Ruby str.match(regex) returns MatchData containing

2019-06-24 08:26发布

问题:

Using Ruby 2.2

I have strings like following:

  • Weekly on Tuesday and Friday
  • Weekly on Monday, Wednesday and Saturday
  • Monthly every 2 weeks on Monday

To extract the days of week from above shown strings I have written following regex:

/\b(Monday|Tuesday|Wednesday|Thursday|Friday|Saturday|Sunday)\b/

When trying to use String#match instance method the match_data doesn't return all matches. For e.g. please refer the irb output shown below wherein when the string Weekly on Tuesday and Friday is matched against above shown regex the MatchData contains just Tuesday. I expected it to contain Friday too.

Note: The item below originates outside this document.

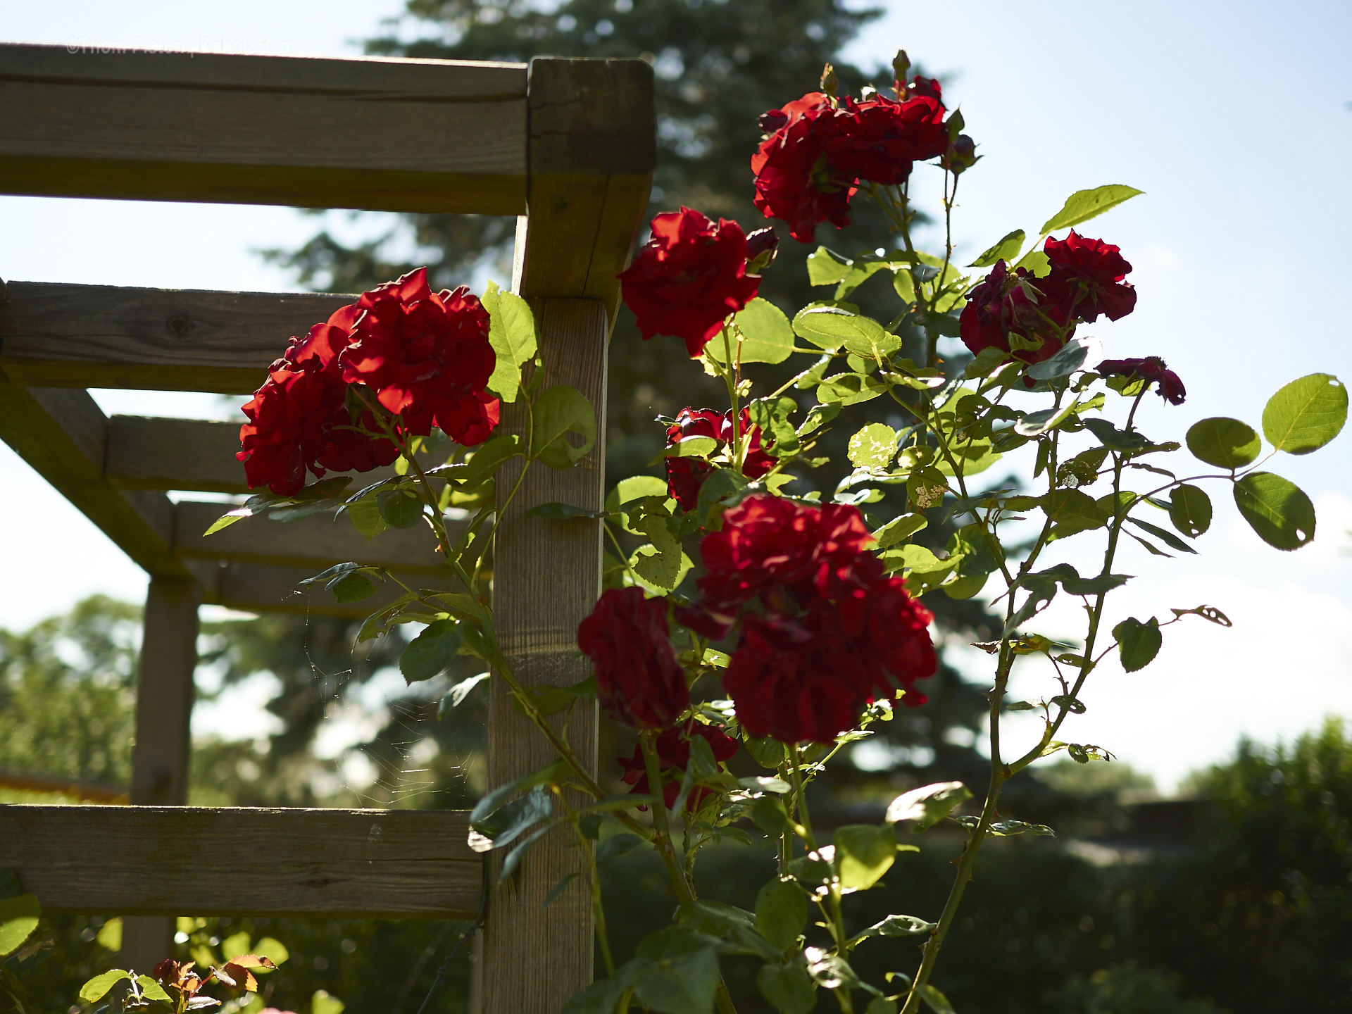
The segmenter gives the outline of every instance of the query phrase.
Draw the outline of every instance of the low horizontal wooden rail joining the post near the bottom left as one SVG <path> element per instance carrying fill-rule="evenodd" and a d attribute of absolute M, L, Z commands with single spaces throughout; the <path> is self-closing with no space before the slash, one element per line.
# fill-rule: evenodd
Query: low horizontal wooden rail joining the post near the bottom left
<path fill-rule="evenodd" d="M 466 919 L 466 831 L 449 810 L 0 806 L 0 868 L 50 915 Z"/>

  2.2.1 :001 > str = "Weekly on Tuesday and Friday"
  => "Weekly on Tuesday and Friday" 
  2.2.1 :002 > regex = /\b(Monday|Tuesday|Wednesday|Thursday|Friday|Saturday|Sunday)\b/
  => /\b(Monday|Tuesday|Wednesday|Thursday|Friday|Saturday|Sunday)\b/ 
  2.2.1 :003 > str.match(regex)
  => #<MatchData "Tuesday" 1:"Tuesday"> 
  2.2.1 :004 > match_data = str.match(regex)
  => #<MatchData "Tuesday" 1:"Tuesday"> 
  2.2.1 :005 > match_data.captures
  => ["Tuesday"] 

Can anybody please explain me why the MatchData contains only the first matched term when I haven't used any start/end anchors in my Regex? I am sure my regex misses something but I am unable to figure out.

Note

Rubular shows correct match groups for the same regex as can be seen at http://rubular.com/r/XZmrHPkjEk

回答1:

It seems that MatchData returned by .match() method only returns the first match with all captured groups if any. I have just tested it and I only could get 1 match with .match().

See Regular-Expressions.info details:

To test if a particular regex matches (part of) a string, you can either use the =~ operator, call the regexp object's match() method, e.g.: print "success" if subject =~ /regex/ or print "success" if /regex/.match(subject).

Also, from here:

String.=~(Regexp) returns the starting position of the first match or nil if no match was found

To obtain all matches, you need to use .scan() method.